13:03:14SootBector quits [Remote host closed the connection]
13:03:35SootBector (SootBector) joins
13:10:44igloo22225 quits [Read error: Connection reset by peer]
13:10:52igloo22225 (igloo22225) joins
13:15:22xarph_ quits [Ping timeout: 255 seconds]
13:16:31xarph joins
13:42:19<@arkiver>nicolas17: are we actively archiving those apple CDN URLs into the wayback machine?
13:42:32<@arkiver>please feel free to at least with ArchiveBot (CC JAA )
14:27:40hackbug quits [Remote host closed the connection]
14:27:40thuban quits [Read error: Connection reset by peer]
14:28:00hackbug (hackbug) joins
14:28:00<corentin>arkiver: I grabbed them all
14:28:06thuban (thuban) joins
14:30:30Radzig2 joins
14:31:31Radzig quits [Ping timeout: 256 seconds]

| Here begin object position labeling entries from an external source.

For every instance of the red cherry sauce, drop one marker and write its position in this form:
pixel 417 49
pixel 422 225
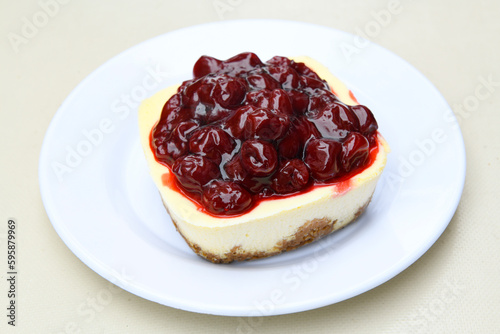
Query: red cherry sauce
pixel 242 131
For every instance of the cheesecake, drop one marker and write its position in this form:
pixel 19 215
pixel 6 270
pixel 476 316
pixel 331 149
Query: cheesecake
pixel 253 159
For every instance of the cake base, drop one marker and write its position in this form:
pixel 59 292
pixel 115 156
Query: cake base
pixel 310 231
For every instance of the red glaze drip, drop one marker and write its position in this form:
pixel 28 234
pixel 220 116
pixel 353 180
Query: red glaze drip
pixel 242 132
pixel 351 95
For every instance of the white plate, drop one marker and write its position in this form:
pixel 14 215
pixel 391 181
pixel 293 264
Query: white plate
pixel 99 197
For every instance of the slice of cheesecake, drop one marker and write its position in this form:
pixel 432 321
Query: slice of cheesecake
pixel 243 180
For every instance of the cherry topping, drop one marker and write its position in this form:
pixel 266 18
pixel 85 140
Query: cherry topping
pixel 242 130
pixel 367 122
pixel 259 157
pixel 267 125
pixel 335 121
pixel 211 142
pixel 323 158
pixel 262 81
pixel 355 151
pixel 225 198
pixel 292 176
pixel 194 171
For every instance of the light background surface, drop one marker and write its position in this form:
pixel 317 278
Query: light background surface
pixel 453 288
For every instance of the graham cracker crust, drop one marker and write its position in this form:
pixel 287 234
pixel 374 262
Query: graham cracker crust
pixel 310 231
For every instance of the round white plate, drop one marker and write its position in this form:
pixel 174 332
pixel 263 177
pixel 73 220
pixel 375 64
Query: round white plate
pixel 98 194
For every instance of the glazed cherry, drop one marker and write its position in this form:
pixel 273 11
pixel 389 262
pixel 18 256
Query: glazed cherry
pixel 262 81
pixel 206 65
pixel 242 130
pixel 355 151
pixel 225 198
pixel 212 142
pixel 280 61
pixel 320 98
pixel 367 123
pixel 265 124
pixel 322 156
pixel 290 145
pixel 335 121
pixel 292 176
pixel 299 101
pixel 259 157
pixel 286 76
pixel 194 171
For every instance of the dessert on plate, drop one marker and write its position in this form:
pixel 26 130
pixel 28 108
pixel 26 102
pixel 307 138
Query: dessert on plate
pixel 256 158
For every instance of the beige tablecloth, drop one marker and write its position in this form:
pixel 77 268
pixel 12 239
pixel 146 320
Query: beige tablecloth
pixel 49 46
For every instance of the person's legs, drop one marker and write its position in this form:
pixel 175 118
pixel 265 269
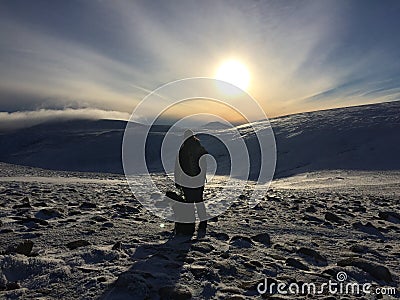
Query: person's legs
pixel 201 208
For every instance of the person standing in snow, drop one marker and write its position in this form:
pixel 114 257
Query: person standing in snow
pixel 190 174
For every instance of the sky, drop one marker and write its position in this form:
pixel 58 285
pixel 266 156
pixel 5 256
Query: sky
pixel 101 58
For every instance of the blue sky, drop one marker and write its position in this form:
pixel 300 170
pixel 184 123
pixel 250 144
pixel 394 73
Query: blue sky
pixel 107 55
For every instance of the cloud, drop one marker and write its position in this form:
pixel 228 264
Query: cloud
pixel 108 55
pixel 22 119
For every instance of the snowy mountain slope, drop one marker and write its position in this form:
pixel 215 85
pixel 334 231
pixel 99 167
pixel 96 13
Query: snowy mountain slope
pixel 354 138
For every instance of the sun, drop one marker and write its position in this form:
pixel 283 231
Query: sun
pixel 235 73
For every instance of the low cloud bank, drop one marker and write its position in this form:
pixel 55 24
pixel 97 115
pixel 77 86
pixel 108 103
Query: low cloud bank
pixel 22 119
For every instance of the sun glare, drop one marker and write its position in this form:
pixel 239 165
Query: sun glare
pixel 235 73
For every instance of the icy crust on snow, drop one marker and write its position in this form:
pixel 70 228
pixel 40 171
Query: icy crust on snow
pixel 91 239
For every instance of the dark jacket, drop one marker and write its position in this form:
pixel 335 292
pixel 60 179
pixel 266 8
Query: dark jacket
pixel 189 160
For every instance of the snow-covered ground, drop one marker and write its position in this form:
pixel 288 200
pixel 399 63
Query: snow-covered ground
pixel 353 138
pixel 66 235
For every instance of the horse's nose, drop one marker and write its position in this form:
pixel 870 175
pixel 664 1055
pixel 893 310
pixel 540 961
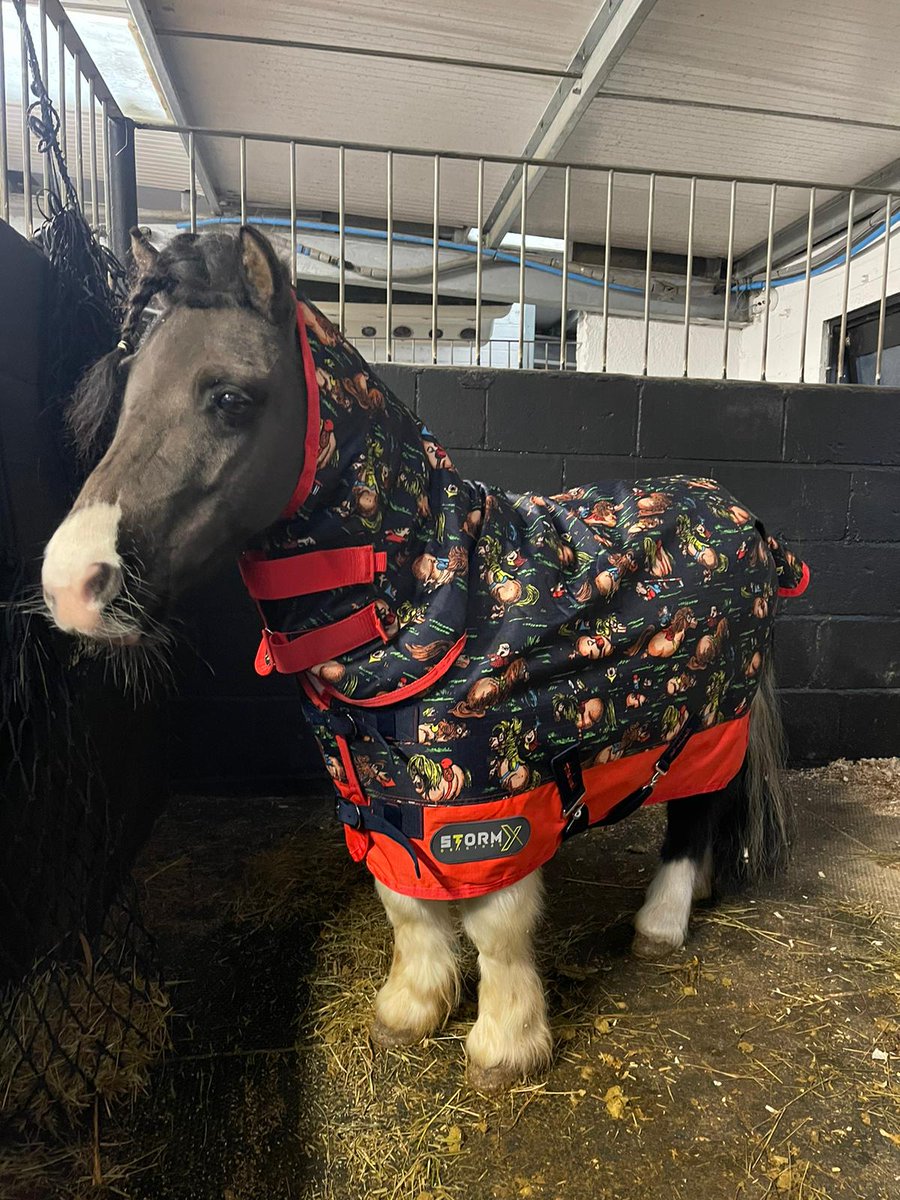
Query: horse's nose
pixel 78 606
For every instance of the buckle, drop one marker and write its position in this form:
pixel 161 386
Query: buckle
pixel 264 663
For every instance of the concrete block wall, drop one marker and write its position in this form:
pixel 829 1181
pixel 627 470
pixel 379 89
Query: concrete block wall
pixel 820 465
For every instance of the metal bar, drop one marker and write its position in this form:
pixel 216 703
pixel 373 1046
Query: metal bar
pixel 607 251
pixel 61 88
pixel 78 133
pixel 292 180
pixel 807 282
pixel 773 196
pixel 717 106
pixel 468 156
pixel 192 183
pixel 648 275
pixel 243 155
pixel 523 217
pixel 845 293
pixel 564 297
pixel 729 273
pixel 45 78
pixel 689 277
pixel 107 169
pixel 389 281
pixel 885 267
pixel 4 148
pixel 341 239
pixel 435 258
pixel 479 257
pixel 123 185
pixel 366 52
pixel 93 149
pixel 76 46
pixel 25 139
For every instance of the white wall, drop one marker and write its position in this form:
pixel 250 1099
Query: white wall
pixel 625 341
pixel 666 347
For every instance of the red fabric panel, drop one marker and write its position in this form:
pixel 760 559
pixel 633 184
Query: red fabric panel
pixel 322 645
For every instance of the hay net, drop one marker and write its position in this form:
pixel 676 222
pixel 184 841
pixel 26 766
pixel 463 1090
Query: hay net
pixel 82 1013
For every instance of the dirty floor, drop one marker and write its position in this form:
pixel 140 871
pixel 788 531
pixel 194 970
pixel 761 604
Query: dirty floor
pixel 763 1060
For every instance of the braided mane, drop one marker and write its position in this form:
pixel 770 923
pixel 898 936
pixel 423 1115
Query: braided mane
pixel 192 271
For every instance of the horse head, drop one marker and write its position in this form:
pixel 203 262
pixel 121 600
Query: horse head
pixel 209 414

14:32:20<@arkiver>corentin: as in, is that happening periodically?
14:46:14<corentin>arkiver: no no sorry, I mean I grabbed the ones in this URLs shared. There must be something "bigger" to do though
14:46:56<@arkiver>corentin: as in the ones on https://theapplewiki.com/wiki/Beta_Firmware/iPhone/17.x ?
14:47:05<@arkiver>nicolas17: were you archiving those on the long term?
15:01:59<@arkiver>what was that TLD again that got a warning?
15:02:16<@arkiver>for hosting too much spam or pishing addresses or something
15:02:58<monoxane>probably one of the freenom ones
15:03:02<monoxane>.tk et al
15:05:47MrMcNuggets (MrMcNuggets) joins
15:06:06<@arkiver>hmm yeah
15:06:22<@arkiver>maybe
15:14:15pocketwax17 (pocketwax17) joins
15:16:37pocketwax17 quits [Client Quit]
15:17:29pocketwax17 (pocketwax17) joins
15:18:21pocketwax17 quits [Client Quit]
15:18:34pocketwax17 (pocketwax17) joins
15:30:30<corentin>arkiver: yes, sorry I should have been more clear!
15:53:14<@arkiver>alright!
15:56:02<@arkiver>well so to be clear, feel free to continue archiving this with ArchiveBot, it is well worth the size i think
16:07:55<nicolas17>corentin: note the wiki may have duplicates (XS and XS Max use the same files but have separate tables on the wiki)
16:08:27<nicolas17>if you just grabbed the URLs from the wiki and fed it to AB, I'm not sure if AB dedups
16:09:34VerifiedJ9 quits [Remote host closed the connection]
16:10:12VerifiedJ9 (VerifiedJ) joins
16:10:55<nicolas17>arkiver: I don't have the disk space to archive this long term myself :P but I'm helping people who do
16:11:04<nicolas17>and yeah I was planning on discussing how to archive this properly
16:11:15<myself>how much space we talkin'?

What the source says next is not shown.